Closing the Loop: Contained Liquid-Coolers from Corsair and NZXT Comparedby Dustin Sklavos on December 26, 2012 12:01 AM EST
Conclusion, Part 2: NZXT
While I'm actually fairly familiar with Asetek cooling systems, this is the first time I've seen anything branded by NZXT. Much as Corsair did when they ventured into cooling, NZXT appears to be making careful steps, and the Kraken X40 and X60 are both distinctive products that have a good fit and finish to them. The Kraken Control software leaves something to be desired, though, with its reliance on an open source program that runs separately in the system tray to handle hardware monitoring duties. It's a minor quibble, but Corsair Link has been around for longer, and the difference really shows.
NZXT Kraken X40
Of the two Kraken solutions, it should be fairly obvious that the X40 is the weaker of the species. Pushed to the hilt it offers competitive performance, but it's awfully loud in the process. The Corsair H80i more or less runs roughshod on it for about $10 more. I suspect users willing to add a second fan to it may get a little more mileage, but NZXT's single stock fan is also actually pretty solid on its own.
NZXT Kraken X60
If like John Hammond in Jurassic Park you are prepared to spare no expense, NZXT's Kraken X60 sits squarely at the top of the food chain.
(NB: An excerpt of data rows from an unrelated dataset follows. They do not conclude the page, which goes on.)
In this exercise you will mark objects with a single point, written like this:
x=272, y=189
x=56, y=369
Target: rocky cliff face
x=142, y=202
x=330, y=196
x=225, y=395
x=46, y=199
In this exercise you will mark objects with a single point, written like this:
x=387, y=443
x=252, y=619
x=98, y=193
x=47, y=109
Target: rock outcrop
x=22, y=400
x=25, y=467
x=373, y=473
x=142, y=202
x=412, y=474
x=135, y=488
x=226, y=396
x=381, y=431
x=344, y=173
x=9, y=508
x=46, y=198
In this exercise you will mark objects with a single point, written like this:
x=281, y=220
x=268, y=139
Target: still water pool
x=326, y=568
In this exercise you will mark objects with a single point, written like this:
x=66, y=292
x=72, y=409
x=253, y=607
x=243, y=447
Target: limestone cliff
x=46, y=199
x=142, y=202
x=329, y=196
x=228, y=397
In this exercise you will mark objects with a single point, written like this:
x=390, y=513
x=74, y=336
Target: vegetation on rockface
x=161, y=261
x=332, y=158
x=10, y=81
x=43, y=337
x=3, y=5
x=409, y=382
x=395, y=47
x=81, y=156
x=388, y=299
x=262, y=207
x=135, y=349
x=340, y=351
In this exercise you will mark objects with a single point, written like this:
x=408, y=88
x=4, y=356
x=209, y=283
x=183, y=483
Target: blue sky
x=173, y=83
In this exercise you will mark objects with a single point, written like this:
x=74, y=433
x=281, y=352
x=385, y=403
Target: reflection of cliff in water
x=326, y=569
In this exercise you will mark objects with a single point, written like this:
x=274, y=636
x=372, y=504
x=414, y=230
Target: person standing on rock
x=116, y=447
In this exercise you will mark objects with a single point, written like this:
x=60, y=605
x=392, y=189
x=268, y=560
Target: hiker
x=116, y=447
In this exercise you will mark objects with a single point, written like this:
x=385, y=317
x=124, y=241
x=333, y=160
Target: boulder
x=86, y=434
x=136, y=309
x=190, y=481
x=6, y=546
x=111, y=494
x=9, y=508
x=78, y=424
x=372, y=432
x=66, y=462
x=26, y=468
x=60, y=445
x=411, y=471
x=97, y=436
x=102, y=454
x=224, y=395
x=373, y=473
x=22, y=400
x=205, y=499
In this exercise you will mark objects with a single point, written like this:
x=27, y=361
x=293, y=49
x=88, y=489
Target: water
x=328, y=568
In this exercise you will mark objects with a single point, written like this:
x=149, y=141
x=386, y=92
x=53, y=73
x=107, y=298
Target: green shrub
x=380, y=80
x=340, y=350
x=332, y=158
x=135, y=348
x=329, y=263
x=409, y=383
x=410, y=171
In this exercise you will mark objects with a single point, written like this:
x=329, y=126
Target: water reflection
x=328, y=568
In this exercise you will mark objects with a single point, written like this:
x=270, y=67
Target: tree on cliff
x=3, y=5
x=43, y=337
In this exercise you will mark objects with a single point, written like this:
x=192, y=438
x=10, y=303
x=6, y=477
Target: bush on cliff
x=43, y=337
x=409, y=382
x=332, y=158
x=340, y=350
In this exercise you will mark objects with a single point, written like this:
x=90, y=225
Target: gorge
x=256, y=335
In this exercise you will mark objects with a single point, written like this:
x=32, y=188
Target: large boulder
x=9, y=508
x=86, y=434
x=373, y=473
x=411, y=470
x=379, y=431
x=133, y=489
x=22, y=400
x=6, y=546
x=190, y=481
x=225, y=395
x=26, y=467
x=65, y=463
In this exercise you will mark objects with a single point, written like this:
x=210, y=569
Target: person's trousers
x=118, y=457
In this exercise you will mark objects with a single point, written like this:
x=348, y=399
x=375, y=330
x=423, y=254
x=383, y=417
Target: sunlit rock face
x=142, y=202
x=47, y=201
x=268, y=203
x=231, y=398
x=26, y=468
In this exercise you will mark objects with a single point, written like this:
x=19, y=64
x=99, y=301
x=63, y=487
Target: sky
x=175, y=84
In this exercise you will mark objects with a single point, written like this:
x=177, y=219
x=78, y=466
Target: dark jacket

Much as larger, more expensive ATX cases are often able to produce both excellent thermals and acoustics, so this most expensive closed-loop cooler is able to do the same. At its "Silent" setting it still produces the best thermals of the systems tested here, and if that's not enough and you're willing to crank up the volume, the "Extreme" setting performs better still. The Kraken Control software may need work, but the X60 is a tough act to follow.
Of the six coolers tested here, I can comfortably recommend three, and happily enough they all fit into pretty simple categories.
Users on a budget who want to "get their feet wet" will undoubtedly be satisfied with the Corsair H55. While it's still pricey compared to fantastic budget air coolers like Cooler Master's Hyper 212 Evo, it's inexpensive for a closed-loop liquid cooler, easy enough to install, and offers fairly competitive performance. On top of that, the fixed-speed stock fan is surprisingly quiet. $59 or less is totally reasonable for this cooler.
Users looking for the best 120mm cooler they can find are going to be best served by Corsair's H80i. The H80i is feature rich while offering compelling performance. The flies in the ointment are the fairly high price tag ($109) and mediocre mounting solution, but you do get Corsair's solid Corsair Link software, a five year warranty, and solid performance all around.
Finally, if you want the best closed-loop liquid cooler you can find, it's going to be tough to beat the NZXT Kraken X60. The price tag and quirky compatibility due to being a 280mm radiator instead of a 240mm make it tough to immediately recommend, and they need to refine their software, but the X60 is capable of producing frankly amazing performance that handily beats the other radiators we tested. Even better, it offers that performance at much lower noise levels. If you can afford it and you can fit it, the NZXT Kraken X60 is the one to beat.